Many methods exist to help you diversify your overall portfolio. One way to increase your international exposure and participate in profits abroad is through foreign-owned stocks or ADRs (American depositary receipts). In many rapidly growing developing countries, a lack of transparency and a dearth of regulations make it difficult to ensure the legitimacy of companies you're interested in. Furthermore, issues related to trade execution and currency conversion can make the process of purchasing foreign stocks problematic. But buying ADRs of foreign-owned companies that trade on major stock exchanges in U.S. dollars is a good solution. These companies would have had to meet tough listing and transparency standards in order to be accepted onto a major exchange. Therefore, the information you learn about these stocks is probably reliable. (To learn more about ADRs, read ADR Basics: What Is An ADR?.)

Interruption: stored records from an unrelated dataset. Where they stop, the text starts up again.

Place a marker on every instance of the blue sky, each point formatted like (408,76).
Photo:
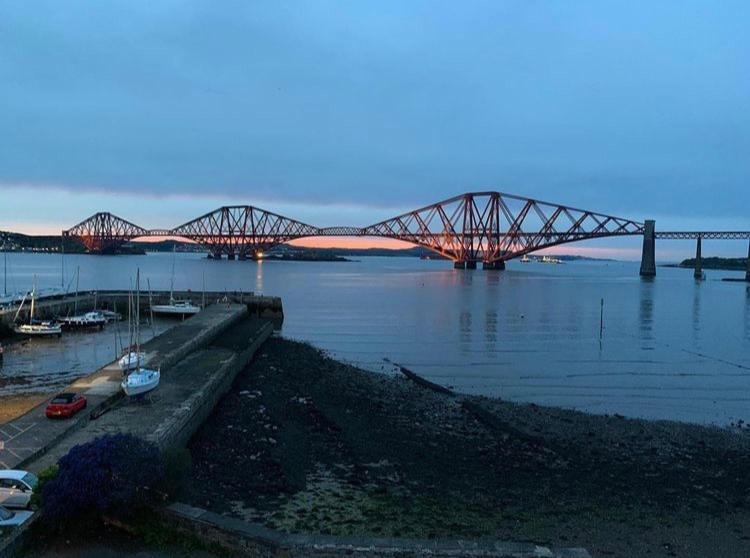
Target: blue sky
(351,112)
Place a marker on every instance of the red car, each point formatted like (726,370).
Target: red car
(65,405)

Some good companies to consider for international exposure include: Telemig Celular Participacoes S.A (NYSE:TMB), Aluminum Corp. of China (NYSE:ACH) and Petro Canada (NYSE:PCZ).
Telemig Celular Shows Promise
Telemig Celular looks very attractive from a valuation standpoint. The company has a forward P/E ratio of 5, $453 million in cash, and $75 million in debt. Thus, the markets have created an opportunity for investment in one of the strongest cellular companies in Brazil. Over the long-term, it would not be surprising to see profits increase, given Telemig's large cash levels and low debt. For investors interested in long-term international growth, Telemig Celular is worth a second look.
Aluminum Corp. of China Shines
Whether or not the world cares to admit it, China will continue to be a great long-term growth story, even if the country experiences an eventual slow down in the short-term. The National Bureau of Statistics stated on October 20, 2008 that China experienced 9.9% growth in GDP during the first nine months of 2008. Aluminum Corp. of China is a great way to get involved in Chinese expansion. Output has fallen for the Chinese aluminum producer, but this has set up a classic entry point for long-term investors. The company is trading at a forward P/E of 3.4 and analysts have all but ignored the company, with the exception of Credit Suisse, which remains 'neutral' on the stock. Aluminum Corp. of China currently pays a dividend of $1.00, which is a 9.40% yield.
For long-term investors seeking to gain exposure in Chinese growth, this is a great time to get involved. Shares may be volatile over the short-term, but Aluminum Corp. of China should have future staying power. Smart investors who purchased shares in Aluminum Corp. of China during the period of market weakness should reap future rewards.
Petro Canada: Attractive Valuation
Shares of Petro Canada are cheap from a valuation standpoint. The company has a forward P/E of 4, $1.89 billion in cash and $3.32 billion in debt. Analysts have slightly improved outlook of the stock with three rating it 'hold', 'sector outperform' and 'market perform', while two rated it 'neutral'. Hence, the strong oil and gas sector has been brought down to attractive levels. Petro Canada has a decent balance sheet that includes a fair amount of cash and a current P/E ratio of 1.3. It would not be surprising to see Petro Canada trade higher over the long run due to its attractive valuation. As of 2:00pm EST on Monday October 20, the stock was a big gainer, with a jump of $3.24, or 15.3%. A conference call for analysts questions and company statements is scheduled for October 23.
For investors who want to diversify their portfolios by participating in the long-term growth some developing countries are seeing, ADRs are a liquid, more transparent, and easy way to get involved. However, investing in ADRs requires that you look beyond the current challenges plaguing the world economy. If you are patient and willing to ride out the ups and downs, ADRs are a great way to diversify your overall portfolio long-term. (By investing globally and trading locally, American depositary receipts offer the best of both worlds. To learn more, read ADRs: Invest Offshore Without Leaving Home.)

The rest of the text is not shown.